Biogen Idec (BIIB) received good news yesterday in the form of a favorable court ruling in its dispute with partner Elan Corp. PLC (ELN) regarding their 10-year collaboration for multiple sclerosis drug Tysabri.

As a reminder, Elan took Biogen to court in early August 2009 in order to prevent Biogen from gaining control over Tysabri. Soon after, Johnson & Johnson (JNJ) signed an agreement to acquire an 18.4% stake in Elan for $1.5 billion, Biogen claimed that Elan has breached the collaboration agreement between the two companies for Tysabri.

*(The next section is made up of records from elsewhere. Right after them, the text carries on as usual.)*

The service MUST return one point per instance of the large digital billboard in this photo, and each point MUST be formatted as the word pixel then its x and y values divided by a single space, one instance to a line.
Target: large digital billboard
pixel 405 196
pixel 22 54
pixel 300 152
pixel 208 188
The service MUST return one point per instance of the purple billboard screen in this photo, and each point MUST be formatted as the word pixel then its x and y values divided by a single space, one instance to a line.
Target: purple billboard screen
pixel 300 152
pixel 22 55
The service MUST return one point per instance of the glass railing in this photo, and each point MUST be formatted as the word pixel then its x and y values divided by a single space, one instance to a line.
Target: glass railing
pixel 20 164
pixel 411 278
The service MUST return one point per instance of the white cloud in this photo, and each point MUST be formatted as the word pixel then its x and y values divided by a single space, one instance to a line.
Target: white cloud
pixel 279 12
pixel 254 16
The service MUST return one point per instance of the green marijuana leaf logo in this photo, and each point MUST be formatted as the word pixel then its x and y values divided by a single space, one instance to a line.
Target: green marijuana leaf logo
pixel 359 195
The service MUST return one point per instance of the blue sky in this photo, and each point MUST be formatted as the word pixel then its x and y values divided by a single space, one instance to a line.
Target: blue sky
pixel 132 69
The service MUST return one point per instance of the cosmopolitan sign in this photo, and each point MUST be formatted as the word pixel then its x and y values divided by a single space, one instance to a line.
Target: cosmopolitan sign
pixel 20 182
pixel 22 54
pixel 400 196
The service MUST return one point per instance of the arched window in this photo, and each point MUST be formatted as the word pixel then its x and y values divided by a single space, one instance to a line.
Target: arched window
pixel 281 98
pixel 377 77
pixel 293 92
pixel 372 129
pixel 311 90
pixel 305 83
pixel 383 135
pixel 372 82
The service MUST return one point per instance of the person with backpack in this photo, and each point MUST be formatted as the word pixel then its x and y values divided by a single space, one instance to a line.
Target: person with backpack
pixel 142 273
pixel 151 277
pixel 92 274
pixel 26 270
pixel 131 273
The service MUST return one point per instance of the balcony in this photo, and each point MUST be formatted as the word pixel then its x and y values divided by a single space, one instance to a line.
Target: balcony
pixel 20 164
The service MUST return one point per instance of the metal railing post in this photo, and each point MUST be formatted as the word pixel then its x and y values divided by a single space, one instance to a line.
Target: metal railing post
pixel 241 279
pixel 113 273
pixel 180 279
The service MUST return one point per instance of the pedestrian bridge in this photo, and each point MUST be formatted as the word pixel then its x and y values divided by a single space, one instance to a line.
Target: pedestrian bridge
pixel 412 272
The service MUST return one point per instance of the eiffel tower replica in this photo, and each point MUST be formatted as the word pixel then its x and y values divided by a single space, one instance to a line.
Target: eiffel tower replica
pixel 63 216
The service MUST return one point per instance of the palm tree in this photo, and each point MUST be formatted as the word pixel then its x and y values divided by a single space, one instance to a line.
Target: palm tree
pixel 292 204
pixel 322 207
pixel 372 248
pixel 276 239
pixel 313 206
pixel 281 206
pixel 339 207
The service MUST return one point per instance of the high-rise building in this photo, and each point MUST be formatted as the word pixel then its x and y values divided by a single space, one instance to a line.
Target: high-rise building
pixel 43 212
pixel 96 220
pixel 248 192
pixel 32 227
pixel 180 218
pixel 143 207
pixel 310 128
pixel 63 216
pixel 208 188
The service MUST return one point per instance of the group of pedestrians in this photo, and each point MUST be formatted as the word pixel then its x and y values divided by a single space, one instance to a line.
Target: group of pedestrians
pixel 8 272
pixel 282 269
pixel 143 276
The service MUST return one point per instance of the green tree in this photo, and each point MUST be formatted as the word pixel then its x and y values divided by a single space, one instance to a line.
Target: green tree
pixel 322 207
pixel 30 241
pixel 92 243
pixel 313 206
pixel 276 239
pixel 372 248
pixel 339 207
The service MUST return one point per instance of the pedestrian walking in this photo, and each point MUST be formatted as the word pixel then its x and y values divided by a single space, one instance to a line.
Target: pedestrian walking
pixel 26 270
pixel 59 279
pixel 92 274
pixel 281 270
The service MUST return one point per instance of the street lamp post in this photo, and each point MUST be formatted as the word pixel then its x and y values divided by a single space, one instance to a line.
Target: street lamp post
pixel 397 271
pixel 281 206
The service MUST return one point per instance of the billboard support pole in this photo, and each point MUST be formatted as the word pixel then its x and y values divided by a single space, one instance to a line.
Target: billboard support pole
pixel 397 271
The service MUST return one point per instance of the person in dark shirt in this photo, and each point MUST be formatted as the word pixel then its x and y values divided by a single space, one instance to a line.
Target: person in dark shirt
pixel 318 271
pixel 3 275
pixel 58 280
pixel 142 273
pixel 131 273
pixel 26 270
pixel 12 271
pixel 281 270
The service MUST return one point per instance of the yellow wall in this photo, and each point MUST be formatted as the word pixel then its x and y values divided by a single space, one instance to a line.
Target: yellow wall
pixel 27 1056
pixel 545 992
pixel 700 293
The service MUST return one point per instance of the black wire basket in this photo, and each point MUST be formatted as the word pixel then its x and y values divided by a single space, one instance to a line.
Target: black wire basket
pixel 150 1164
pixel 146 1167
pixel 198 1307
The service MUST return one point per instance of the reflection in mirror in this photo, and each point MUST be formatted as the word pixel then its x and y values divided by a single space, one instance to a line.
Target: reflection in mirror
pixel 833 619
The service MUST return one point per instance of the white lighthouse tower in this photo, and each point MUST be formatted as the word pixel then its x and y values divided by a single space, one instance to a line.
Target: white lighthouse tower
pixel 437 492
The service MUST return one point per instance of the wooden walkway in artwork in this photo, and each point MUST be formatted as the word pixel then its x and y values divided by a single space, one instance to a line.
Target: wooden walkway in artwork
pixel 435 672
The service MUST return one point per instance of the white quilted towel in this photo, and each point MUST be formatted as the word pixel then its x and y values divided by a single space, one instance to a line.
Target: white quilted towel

In addition to its 18.4% stake in Elan and a majority stake in Elan’s Alzheimer’s disease pipeline, J&J reportedly received an option to acquire Elan’s 50% stake in Tysabri, if there is a change in ownership at Biogen.

Yesterday’s ruling found that although the deal did not result in an assignment of rights to J&J, it did involve a breach of the company’s contract with Biogen for Tysabri. Elan has been given 23 days to correct the breach or it could lose its rights to Tysabri.

The favorable court ruling is a major positive for Biogen. Had the ruling gone against it, Biogen would have been in a tight spot as Elan could have played a key role in any takeover deal involving Biogen. This is because any party interested in Biogen would have had to discuss the Tysabri rights with Elan.

More specifically, J&J would have been in an advantageous position, as no company would be interested in Biogen without Tysabri, which is expected to record more than $1 billion in revenue in 2009.

We believe Biogen has the best pipeline in all of biotech and could be an attractive takeover candidate for pharma companies interested in biologics. We have a Neutral rating on the stock.